Did Sennacherib press further south toward Egypt? In the extant inscriptions Sennacherib did not mention a specific campaign in Egypt and Ethiopia. Since early times the question has occupied the historians: Did Sennacherib subdue Egypt, or did he not?

Herodotos wrote that Sennacherib came against the land of Egypt “with a great host” and encamped at Pelusium near its northeastern frontier.(1) Berosus, who wrote a history of Chaldea, said that Sennacherib conducted an expedition against “all Asia and Egypt.” (2) Jewish tradition tells of the conquest of Egypt by Sennacherib and of his march towards Ethiopia: “Sennacherib was forced to stop his campaign against Hezekiah for a short time, as he had to move hurriedly against Ethiopia.
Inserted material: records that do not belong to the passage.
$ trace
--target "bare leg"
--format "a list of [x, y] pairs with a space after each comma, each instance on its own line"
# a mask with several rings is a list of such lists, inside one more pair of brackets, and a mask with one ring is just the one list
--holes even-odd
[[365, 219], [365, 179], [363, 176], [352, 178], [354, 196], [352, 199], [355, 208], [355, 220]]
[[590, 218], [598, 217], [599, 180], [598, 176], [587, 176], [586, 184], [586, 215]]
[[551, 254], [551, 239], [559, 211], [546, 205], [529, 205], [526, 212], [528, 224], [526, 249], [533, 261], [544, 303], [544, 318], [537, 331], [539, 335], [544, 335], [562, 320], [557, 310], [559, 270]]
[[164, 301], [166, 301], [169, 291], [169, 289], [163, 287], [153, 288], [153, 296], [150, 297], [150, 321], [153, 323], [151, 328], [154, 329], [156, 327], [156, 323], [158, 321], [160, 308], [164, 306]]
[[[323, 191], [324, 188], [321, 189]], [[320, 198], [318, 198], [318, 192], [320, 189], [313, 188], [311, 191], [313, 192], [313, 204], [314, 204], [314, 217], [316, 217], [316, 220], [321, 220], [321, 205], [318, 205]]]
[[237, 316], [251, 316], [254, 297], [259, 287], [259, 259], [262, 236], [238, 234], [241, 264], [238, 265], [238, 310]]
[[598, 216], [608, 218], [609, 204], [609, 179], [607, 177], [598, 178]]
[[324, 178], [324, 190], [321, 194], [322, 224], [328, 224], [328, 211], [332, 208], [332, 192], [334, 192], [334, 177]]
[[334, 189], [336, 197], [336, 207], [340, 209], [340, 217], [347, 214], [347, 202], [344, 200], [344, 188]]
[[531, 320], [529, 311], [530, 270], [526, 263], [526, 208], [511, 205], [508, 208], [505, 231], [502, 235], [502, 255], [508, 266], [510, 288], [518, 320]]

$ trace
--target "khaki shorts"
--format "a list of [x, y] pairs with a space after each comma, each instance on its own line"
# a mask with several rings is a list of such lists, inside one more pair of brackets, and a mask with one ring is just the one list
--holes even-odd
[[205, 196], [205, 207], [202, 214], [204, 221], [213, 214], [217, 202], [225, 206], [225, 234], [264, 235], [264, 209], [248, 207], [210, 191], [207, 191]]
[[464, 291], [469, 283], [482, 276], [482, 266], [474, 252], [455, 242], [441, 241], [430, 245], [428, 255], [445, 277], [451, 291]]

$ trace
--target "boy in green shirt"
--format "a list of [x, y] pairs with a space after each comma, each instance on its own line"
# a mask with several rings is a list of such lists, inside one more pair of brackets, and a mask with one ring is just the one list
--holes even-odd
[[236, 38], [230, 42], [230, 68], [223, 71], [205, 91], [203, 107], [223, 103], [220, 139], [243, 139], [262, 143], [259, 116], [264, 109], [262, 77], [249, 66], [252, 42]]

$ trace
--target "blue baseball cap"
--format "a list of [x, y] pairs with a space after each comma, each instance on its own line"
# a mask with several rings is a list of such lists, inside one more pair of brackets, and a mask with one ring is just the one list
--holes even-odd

Having conquered this ‘pearl of all countries’ he returned to Judea.” (3)

It appears that after the battle of Eltekeh in southern Palestine, where he was victorious over the Ethiopian-Egyptian army, and having broken the resistance of Hezekiah and reduced the fortified city of Lachish on the approaches to Egypt, Sennacherib crossed the border of Egypt proper and at Pelusium received a declaration of submission.


References

  1. Herodotos II. 141.

  2. Josephus, The Antiquities of the Jews X. i. 4.

  3. L. Ginzberg, The Legends of the Jews (Philadelphia, 19xx), vol. VI, p. 365; cf. Seder ‘Olam 23. Talmudic sources also relate that after conquering Egypt Sennacherib carried away from there the throne of Solomon (Ginzberg, Legends, IV, p. 160.